As transferências não obedeciam as regras internacionais. Regras
baixadas para evitar a lavagem de dinheiro, em especial por organizações
terroristas.
O IOR tentava realizar a transferência para contas-correntes
identificadas apenas por números: contas sem identificar o nome do
beneficiário.
No âmbito da União Européia, desde 2007, é proibido a remessa de
capitais só com número codificado do destinatário da transferência.

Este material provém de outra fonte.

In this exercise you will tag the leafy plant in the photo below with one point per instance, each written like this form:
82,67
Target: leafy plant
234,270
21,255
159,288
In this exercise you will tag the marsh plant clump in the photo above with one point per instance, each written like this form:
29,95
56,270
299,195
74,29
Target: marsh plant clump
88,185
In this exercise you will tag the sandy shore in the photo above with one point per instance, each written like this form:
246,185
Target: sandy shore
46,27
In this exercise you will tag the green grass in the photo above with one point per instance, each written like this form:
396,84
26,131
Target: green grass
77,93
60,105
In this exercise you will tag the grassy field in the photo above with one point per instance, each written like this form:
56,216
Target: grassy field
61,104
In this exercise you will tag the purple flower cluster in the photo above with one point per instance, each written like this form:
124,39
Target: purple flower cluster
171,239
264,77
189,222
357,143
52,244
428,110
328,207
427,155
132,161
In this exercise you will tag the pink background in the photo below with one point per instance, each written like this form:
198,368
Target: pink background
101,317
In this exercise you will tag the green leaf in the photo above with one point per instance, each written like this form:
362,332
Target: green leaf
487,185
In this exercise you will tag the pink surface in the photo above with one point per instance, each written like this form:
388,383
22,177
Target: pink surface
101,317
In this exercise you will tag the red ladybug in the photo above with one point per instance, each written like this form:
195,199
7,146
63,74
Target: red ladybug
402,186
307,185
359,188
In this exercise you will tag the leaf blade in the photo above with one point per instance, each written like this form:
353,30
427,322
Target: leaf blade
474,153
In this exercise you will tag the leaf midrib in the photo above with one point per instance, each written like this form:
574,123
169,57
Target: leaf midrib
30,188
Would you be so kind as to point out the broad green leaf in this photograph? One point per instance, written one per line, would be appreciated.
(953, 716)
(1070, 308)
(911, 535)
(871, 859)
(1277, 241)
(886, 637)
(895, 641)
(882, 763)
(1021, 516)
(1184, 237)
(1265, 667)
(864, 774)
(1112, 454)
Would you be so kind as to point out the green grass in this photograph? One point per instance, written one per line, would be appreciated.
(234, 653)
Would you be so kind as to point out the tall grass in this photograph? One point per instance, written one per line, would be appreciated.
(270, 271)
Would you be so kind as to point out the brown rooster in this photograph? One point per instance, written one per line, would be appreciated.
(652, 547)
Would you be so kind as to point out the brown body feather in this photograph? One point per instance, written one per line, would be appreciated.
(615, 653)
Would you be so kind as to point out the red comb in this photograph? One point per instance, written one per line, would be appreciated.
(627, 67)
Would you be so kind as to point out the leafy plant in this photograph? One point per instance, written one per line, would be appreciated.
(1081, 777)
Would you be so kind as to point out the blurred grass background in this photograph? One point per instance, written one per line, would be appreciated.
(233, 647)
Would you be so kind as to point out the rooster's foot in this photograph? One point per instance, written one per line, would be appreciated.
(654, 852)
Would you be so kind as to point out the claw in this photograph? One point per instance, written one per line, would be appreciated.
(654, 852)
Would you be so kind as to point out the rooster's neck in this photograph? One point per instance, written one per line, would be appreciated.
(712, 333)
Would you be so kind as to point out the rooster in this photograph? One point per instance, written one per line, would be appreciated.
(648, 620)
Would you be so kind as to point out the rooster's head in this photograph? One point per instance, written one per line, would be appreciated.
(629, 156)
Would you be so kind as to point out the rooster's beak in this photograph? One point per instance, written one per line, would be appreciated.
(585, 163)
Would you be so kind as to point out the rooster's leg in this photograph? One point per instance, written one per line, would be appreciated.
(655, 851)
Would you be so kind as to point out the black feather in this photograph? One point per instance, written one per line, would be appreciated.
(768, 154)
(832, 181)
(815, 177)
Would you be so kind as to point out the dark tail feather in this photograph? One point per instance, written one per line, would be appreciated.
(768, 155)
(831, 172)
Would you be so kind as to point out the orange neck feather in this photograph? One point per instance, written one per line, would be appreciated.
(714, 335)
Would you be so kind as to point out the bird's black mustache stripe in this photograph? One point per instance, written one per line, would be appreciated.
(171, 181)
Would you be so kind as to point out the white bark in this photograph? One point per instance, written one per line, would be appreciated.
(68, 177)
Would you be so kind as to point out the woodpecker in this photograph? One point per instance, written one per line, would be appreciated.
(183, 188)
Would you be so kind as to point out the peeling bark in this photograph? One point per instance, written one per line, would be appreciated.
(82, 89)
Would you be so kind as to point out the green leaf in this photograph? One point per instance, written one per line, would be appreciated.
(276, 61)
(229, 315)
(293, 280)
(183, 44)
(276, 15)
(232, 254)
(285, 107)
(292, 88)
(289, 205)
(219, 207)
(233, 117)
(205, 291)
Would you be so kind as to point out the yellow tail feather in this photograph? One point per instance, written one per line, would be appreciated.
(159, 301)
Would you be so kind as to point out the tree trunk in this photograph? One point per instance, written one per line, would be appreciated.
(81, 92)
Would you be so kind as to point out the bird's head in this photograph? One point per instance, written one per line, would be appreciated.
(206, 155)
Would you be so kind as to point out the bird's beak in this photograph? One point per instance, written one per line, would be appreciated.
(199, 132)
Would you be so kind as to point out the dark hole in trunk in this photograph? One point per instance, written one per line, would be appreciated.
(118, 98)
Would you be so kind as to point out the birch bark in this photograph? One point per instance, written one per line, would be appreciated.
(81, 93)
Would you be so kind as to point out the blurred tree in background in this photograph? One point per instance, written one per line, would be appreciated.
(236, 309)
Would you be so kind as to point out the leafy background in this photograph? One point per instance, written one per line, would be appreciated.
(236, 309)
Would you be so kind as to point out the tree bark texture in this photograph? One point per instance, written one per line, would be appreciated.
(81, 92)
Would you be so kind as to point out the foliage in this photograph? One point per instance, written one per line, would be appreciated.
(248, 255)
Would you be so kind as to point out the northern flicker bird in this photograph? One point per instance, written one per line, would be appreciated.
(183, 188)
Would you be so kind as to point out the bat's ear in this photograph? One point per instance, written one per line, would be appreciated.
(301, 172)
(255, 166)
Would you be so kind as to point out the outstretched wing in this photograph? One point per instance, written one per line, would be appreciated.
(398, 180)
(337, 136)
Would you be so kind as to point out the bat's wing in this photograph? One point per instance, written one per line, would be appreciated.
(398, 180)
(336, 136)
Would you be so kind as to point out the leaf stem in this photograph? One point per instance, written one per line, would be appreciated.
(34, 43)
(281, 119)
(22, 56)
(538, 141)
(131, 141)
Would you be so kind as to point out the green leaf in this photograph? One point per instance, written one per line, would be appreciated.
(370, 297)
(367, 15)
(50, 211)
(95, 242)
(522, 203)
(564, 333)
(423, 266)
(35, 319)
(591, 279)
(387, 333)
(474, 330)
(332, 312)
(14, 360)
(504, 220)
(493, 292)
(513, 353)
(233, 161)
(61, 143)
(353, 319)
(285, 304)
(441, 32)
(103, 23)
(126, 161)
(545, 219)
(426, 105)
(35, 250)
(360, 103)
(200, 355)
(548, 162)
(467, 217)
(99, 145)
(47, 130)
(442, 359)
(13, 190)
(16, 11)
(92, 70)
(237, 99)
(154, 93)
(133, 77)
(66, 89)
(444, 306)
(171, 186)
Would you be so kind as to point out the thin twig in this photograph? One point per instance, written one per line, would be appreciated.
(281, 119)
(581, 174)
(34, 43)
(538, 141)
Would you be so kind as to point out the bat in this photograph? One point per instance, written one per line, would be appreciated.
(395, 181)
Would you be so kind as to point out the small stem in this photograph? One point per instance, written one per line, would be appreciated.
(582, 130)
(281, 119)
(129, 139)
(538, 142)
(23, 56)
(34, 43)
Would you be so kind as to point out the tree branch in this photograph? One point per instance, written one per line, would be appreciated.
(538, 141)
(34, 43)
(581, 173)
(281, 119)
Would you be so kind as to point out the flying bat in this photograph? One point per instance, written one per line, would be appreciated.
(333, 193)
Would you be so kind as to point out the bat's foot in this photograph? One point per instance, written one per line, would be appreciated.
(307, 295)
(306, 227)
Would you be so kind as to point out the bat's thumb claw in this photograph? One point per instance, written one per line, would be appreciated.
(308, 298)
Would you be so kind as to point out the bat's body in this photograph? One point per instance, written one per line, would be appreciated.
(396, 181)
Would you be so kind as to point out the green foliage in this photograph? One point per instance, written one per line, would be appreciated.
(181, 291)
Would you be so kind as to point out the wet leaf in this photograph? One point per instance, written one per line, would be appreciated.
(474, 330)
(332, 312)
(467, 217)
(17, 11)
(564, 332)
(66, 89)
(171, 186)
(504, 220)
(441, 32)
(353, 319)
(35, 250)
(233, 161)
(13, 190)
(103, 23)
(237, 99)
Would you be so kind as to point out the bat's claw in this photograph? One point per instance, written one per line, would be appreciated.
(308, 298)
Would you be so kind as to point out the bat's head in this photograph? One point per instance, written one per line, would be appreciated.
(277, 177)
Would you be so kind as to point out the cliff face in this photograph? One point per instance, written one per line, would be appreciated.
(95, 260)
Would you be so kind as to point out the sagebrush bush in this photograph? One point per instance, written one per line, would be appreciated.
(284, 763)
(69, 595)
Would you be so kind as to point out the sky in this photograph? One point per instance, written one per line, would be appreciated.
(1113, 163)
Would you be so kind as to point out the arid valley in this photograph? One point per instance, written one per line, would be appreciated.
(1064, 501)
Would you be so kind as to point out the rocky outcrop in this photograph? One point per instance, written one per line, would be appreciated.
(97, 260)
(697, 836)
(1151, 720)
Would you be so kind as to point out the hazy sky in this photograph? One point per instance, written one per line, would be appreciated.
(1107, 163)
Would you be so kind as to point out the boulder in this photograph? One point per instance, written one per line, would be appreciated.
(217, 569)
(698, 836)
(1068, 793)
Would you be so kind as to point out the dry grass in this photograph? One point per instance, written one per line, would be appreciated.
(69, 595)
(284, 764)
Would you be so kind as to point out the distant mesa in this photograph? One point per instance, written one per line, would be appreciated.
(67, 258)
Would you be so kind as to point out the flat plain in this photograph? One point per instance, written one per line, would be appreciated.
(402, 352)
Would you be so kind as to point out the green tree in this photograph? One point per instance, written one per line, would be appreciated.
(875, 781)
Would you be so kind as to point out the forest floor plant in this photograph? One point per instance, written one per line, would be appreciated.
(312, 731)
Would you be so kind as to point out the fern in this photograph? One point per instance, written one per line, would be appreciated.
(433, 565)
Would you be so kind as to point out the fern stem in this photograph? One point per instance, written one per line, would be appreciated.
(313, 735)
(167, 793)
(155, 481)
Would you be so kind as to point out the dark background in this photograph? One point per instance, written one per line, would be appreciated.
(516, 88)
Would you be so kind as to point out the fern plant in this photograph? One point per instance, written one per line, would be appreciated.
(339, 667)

São
exigidas informações completas sobre o beneficiário.
–2. Em nota, a secretaria de estado do Vaticano, cujo secretário é
Bertoni, comunica ter a máxima confiança nos atuais gestores do IOR, que
apoiará as investigações, mas que as contas de remessa eram para
instituições religiosas e de caridade.
O estatuto do IOR estabelece ser sua missão “ promover a custódia e a
administração dos bens móveis e imóveis transferidos ou sob guarda do
IOR e destinados às obras religiosas e de caridade”.
–3. PANO RÁPIDO. O dinheiro sequestrado estava depositado em conta do
“Credito artigiano”, que ficaria com um saldo, depois das
transferências, de 5 milhões de euros.
É a primeira vez que ocorre esse tipo de intervenção e sequestro de capitais da Santa Sé.
A Corte de Cassação Italiana, equivalente ao nosso Supremo Tribunal
Federal, firmou jurisprudência no sentido de a Justiça italiana ter
competência para apurar sobre transações, com circulação na Itália, do
banco da Santa Fé. Em outras palavras, não há imunidade e, assim, lavar
ficou mais difícil para quem usava o banco Vaticano.